Bioelectrochemistry at the Graphene Edge

石墨烯边缘的生物电化学

• 批准号: 532452717
• 负责人: Professor Dr. Kannan Balasubramanian
• 金额: --
• 依托单位: São Paulo Research Foundation (FAPESP)
• 依托单位国家: 德国
• 项目类别: Research Grants
• 资助国家: 德国
• 项目状态: 未结题
• 来源: https://gepris.dfg.de/gepris/projekt/532452717?language=en
• 关键词: Bioelectrochemistry; Graphene; Edge

The edge of graphene has long attracted special attention due to its distinct physical and chemical properties in contrast to the graphitic basal plane. Electrochemistry at an isolated graphene edge (GrEdge) electrode has been systematically studied recently. We have shown that we can achieve high mass transport rates for electroactive species at the one-dimensional edge, which has enabled the observation of fast electron transfer kinetics at the GrEdge, free of diffusion limitations. Moreover, the possibility to modify the edge selectively, using nanoparticles or organic moieties, opens avenues for engineering the GrEdge both for fundamental studies involving reaction mechanisms as well as for applications in sensing and electrocatalysis. The GrEdge can be used as a one-dimensional mesoscopic probe to access immobilized entities and investigate electron transfer at the nanoscale. In this project, we take the next step in this direction and propose to wire enzymes specifically to the graphene edge and thereby probe the fundamental aspects of electron transfer with the immobilized proteins. In addition to evaluating different methodologies for selective attachment of the proteins to the edge, we will use operando spectroscopic methods, which we have developed recently, to obtain mechanistic details about the bioelectrochemistry of enzymes attached to the carbon edge. The results expected from this project will have strong implications for enzymatic biosensing and for bioelectrocatalysis at nanoscale electrodes.

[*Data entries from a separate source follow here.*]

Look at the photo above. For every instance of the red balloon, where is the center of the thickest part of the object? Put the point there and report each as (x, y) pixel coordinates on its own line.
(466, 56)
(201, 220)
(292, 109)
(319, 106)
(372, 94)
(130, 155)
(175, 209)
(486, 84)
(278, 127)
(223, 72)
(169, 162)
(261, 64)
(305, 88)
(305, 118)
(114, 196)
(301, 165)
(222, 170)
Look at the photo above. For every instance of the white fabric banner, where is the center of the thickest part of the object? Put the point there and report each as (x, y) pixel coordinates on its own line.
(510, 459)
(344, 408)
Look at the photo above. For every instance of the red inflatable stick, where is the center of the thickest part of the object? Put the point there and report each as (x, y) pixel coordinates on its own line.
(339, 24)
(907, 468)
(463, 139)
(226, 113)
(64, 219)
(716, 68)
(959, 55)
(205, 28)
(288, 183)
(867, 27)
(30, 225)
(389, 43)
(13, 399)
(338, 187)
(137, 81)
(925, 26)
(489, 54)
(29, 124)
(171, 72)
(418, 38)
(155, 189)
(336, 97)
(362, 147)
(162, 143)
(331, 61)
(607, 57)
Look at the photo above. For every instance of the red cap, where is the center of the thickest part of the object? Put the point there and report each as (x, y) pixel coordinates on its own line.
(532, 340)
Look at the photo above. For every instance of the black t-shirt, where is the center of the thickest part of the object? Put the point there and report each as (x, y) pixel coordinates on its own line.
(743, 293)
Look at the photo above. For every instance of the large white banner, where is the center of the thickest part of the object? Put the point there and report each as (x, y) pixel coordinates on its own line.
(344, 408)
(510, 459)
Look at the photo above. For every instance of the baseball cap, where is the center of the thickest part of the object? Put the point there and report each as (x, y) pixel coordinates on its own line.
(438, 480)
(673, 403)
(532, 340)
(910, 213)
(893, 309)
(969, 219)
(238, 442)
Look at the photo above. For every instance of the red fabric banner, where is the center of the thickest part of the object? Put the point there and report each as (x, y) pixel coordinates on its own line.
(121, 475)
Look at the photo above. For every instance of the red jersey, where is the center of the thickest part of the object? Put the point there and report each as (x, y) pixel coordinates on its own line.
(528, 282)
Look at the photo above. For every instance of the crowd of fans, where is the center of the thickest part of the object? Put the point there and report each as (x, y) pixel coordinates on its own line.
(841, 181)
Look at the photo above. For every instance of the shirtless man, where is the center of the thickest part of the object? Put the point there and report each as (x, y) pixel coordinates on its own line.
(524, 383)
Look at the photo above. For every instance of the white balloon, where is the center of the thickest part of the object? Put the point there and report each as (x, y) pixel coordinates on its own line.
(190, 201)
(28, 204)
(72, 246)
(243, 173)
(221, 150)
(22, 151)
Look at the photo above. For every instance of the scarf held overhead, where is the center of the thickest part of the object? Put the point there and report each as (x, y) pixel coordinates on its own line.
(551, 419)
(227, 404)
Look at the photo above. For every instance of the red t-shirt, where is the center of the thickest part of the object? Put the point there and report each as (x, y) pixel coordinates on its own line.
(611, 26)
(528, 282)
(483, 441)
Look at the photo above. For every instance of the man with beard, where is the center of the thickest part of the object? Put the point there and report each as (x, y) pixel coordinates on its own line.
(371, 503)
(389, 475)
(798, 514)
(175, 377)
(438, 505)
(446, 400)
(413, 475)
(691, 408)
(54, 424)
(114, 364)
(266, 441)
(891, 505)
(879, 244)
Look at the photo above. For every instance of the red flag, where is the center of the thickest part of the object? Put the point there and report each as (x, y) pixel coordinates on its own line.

长期以来，石墨烯边缘由于其与石墨基面不同的物理和化学性质而受到人们的特别关注。近年来，人们系统地研究了孤立石墨烯边缘电极上的电化学。我们已经证明，我们可以在一维边缘实现电活性物质的高质量传输速率，这使得在GrEdge观察快速电子传递动力学成为可能，没有扩散限制。此外，利用纳米颗粒或有机部分选择性地修饰边缘的可能性，为设计GrEdge开辟了道路，既可以用于涉及反应机制的基础研究，也可以用于传感和电催化。GrEdge可以用作一维介观探针来接近固定实体并在纳米尺度上研究电子转移。在这个项目中，我们朝着这个方向迈出了下一步，并建议将酶专门连接到石墨烯边缘，从而探索固定蛋白质的电子转移的基本方面。除了评估蛋白质选择性附着到边缘的不同方法外，我们还将使用我们最近开发的operando光谱方法来获得附着在碳边缘上的酶的生物电化学机制细节。该项目的预期结果将对酶促生物传感和纳米级电极的生物电催化具有重要意义。